Une deuxième catégorie de personnes, parmi les faiseurs d’opinion, a une approche plus subtile visant, non pas à soutenir, mais à minorer les "dérapages" d’un "vieil homme"... Et d’évoquer une vieille "expression française"... L’émotion ressentie par des millions de personnes, en France métropolitaine et dans les DOM, relèverait du même coup d’une susceptibilité déplacée. En tout cas, elle serait disqualifiée au regard des "grands" sujets (aujourd’hui : les retraites, la crise, etc.). C’est le sens de l’expression du sociologue Michel Maffesoli, qui évoque à ce propos le "clapotis des causes secondes" ("Ce soir ou jamais" sur France 3 le 20 octobre). N’étant pas lui-même touché, il délégitime, en la comparant aux "vrais" problèmes de notre pays, la souffrance ressentie par ceux qui sont directement visés par ces propos.

Décommunautariser l’indignation

A l’heure où beaucoup proclament - souvent les mêmes - leur refus du "communautarisme", n’y a-t-il pas ici le risque de communautariser l’indignation ? S’il est question de respect de valeurs partagées, est-il sain de laisser aux associations noires (Conseil représentatif des associations noires, collectif Alliance noire citoyenne, etc.) le monopole de la consternation ? En somme, faut-il être noir pour s’offusquer des propos de Jean-Paul Guerlain ? Et les journalistes et personnalités "noirs" (Audrey Pulvar, Mokobé, Disiz) peuvent-ils être les seuls à crier au scandale ? Audrey Pulvar dénonçait à raison dans sa chronique sur France Inter, le lundi 18 octobre, l’absence de condamnation de la part de "grandes voix politiques, intellectuelles, artistiques".

Car le risque serait alors celui d’une "racialisation" de l’indignation, le mot "bougnoul" ne choquant plus que les Maghrébins, le mot "youpin" étant vécu comme une agression verbale par la seule communauté juive, etc. Chaque communauté serait condamnée à se défendre à partir de ses propres associations et de ses propres réseaux.
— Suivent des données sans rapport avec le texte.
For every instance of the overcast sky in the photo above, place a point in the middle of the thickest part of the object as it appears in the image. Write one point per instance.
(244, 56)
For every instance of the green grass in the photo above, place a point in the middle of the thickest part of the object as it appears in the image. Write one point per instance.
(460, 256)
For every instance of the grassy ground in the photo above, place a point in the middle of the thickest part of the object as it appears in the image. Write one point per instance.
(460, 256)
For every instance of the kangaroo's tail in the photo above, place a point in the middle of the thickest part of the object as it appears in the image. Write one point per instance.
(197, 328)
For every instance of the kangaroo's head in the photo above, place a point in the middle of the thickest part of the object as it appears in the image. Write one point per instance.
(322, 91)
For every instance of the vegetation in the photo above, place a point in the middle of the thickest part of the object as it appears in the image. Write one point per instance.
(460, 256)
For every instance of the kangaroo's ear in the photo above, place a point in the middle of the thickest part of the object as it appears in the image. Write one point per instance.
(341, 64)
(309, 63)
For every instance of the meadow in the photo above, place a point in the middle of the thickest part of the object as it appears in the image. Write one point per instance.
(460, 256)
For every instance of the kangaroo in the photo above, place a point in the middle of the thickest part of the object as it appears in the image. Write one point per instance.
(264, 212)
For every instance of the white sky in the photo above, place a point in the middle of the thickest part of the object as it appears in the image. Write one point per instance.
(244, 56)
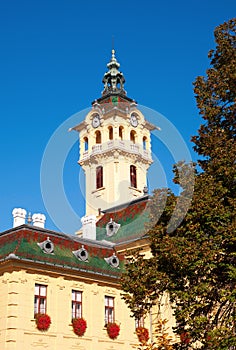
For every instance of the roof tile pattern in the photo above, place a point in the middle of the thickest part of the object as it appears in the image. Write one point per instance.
(132, 220)
(23, 243)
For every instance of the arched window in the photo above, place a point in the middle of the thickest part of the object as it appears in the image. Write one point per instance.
(99, 177)
(98, 136)
(132, 136)
(144, 142)
(110, 130)
(85, 144)
(133, 176)
(121, 130)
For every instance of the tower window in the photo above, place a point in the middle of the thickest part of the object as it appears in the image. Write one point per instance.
(99, 177)
(109, 310)
(98, 136)
(110, 130)
(40, 297)
(85, 144)
(133, 176)
(76, 304)
(121, 130)
(132, 136)
(144, 143)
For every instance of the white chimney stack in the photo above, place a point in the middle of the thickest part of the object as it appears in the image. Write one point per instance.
(89, 227)
(19, 215)
(39, 220)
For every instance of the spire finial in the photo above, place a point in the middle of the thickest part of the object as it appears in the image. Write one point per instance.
(113, 80)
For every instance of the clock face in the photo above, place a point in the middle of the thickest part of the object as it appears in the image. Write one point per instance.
(133, 120)
(96, 121)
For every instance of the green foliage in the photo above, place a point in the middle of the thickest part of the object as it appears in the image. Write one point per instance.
(196, 262)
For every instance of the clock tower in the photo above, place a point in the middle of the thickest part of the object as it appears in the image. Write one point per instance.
(115, 146)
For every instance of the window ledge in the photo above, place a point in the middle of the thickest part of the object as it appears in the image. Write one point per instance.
(134, 189)
(98, 189)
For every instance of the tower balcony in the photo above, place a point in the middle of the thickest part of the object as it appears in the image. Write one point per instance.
(123, 146)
A chacune son accès aux médias, à chacune sa capacité de pression sur les politiques, pour les faire sortir du silence...

Dans une société multiculturelle, l’"égalité" ne renvoie pas seulement à une notion socio-économique (la solidarité) ou juridique (un même accès aux droits). Elle touche également à l’équité dans le traitement des différences, notamment au niveau de la parole publique. Construire une société qui soit plus qu’une addition de solidarités communautaires exige donc de notre part la compréhension de l’autre.

Il faut alors sans doute rappeler que l’association du mot "nègre", né de l’exploitation coloniale et de l’accusation de fainéantise, est perçue comme inacceptable pour nos compatriotes dont les aïeux étaient soit esclaves, soit soumis au "travail forcé" ? Le 5 décembre 2001, un préfet, lors d’un conflit touchant l’ANPE de Guadeloupe, traitait les agents grévistes de "fainéants". Ces propos à l’encontre de salariés guadeloupéens avaient déjà été ressentis comme une marque de mépris raciste. Sans même que le mot "nègre" ait été utilisé.

Si Jean-Paul Guerlain a pu s’exprimer ainsi, c’est sans doute qu’il s’est imaginé une France à l’image de certains salons, une France monochrome ; c’est qu’il a oublié ces milliers de téléspectateurs des DOM ou d’origine africaine, parfois clients chez Guerlain, et ce jour-là, assis devant leur poste, avec leurs enfants... Et la colère pacifique de ces milliers de familles ne relève pas de l’autodéfense communautaire, mais bien du rappel que nous vivons ensemble, et que cela exige une attention de chaque instant portée les uns sur les autres.

S’il faut partager leur indignation, c’est donc en vertu du lien qui nous unit, né de la conviction que le respect de chacun ne dépend pas de sa capacité à se défendre soi-même, ou en s’appuyant sur les siens. Mais nous concerne tous.